Parlament

Was sind Überhang- und Ausgleichsmandate?

Ein leerer Stuhl im Plenarsaal mit Unterlagen und Sitzungskalender

Überhangmandate werden durch sogenannte Ausgleichsmandate kompensiert. (DBT/Simone M. Neumann)

709 Abgeordnete hat der 19. Deutsche Bundestag nach der Bundestagswahl vom 24. September 2017 gezählt. Damit hatte das bundesdeutsche Parlament 111 Abgeordnete mehr als normal vorgesehen. Und das Plenum umfasste damit 78 Abgeordnete mehr als im Vergleich zur 18. Wahlperiode. Damals zählte der Bundestag nach der Bundestagswahl vom 22. September 2013 insgesamt 631 Parlamentarier und somit 33 Abgeordnete mehr als vorgesehen.

Die reguläre Mindestanzahl der Sitze liegt bei 598: 299 Abgeordnete werden in den Wahlkreisen direkt gewählt, die gleiche Anzahl zieht über die Landeslisten der Parteien in den Bundestag ein. Wie viele Mitglieder der 20. Bundestag nach der kommenden Bundestagswahl am 26. September 2021 haben wird, ist völlig offen. Nur eins ist sicher: Das Bundestagsplenum wird deutlich mehr Sitze haben als 598. Bereits seit der Wiedervereinigung 1990 gehörten dem Bundestag stets mehr als 600 Mitglieder an. Das lag an der unterschiedlich hohen Anzahl von Überhangmandaten. Seit 2013 gibt es jedoch noch einen weiteren Grund: die Ausgleichsmandate. Was aber sind Überhangmandate und Ausgleichsmandate – und wie kommen sie zustande?

Überhangmandate sind kein neues Phänomen

Überhangmandate sind eine Besonderheit des personalisierten Verhältniswahlrechts im föderal verfassten Deutschland. Sie kommen zustande, wenn eine Partei in einem Bundesland mehr Direktmandate erringt, als ihr dort nach dem Zweitstimmenergebnis zustehen.

In der Geschichte der Bundesrepublik sind Überhangmandate keine neue Erscheinung: Bereits bei der ersten Bundestagswahl 1949 gab es zwei Überhangmandate. Doch ein Thema, über das kontrovers diskutiert wurde, waren sie lange nicht.

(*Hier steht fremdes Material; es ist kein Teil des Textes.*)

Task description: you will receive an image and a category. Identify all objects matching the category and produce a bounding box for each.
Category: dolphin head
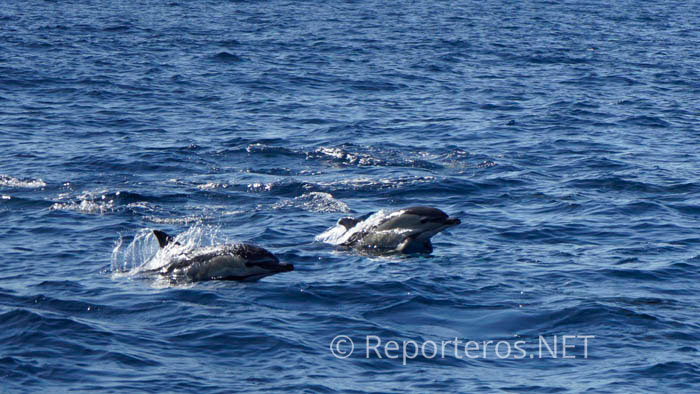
[377,207,461,234]
[241,244,294,275]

Das lag daran, dass sie in der Vergangenheit den Ausgang von Bundestagswahlen kaum beeinflusst haben.

Rekord bei der Bundestagswahl 2009

Das hat sich jedoch geändert, seit nach der Wiedervereinigung die Zahl der Überhangmandate bei den gesamtdeutschen Bundestagswahlen zunehmend gestiegen ist. SPD und CDU/CSU erhielten auf diese Weise zusätzliche Mandate – ein Nachteil für die anderen Parteien, die ohne Ausgleichsmandate blieben. 1998 konnte beispielsweise die SPD alle der insgesamt 13 Überhangmandate auf sich vereinen. 2009 profitierte wiederum die Union von 24 Überhangmandaten – ein Rekord.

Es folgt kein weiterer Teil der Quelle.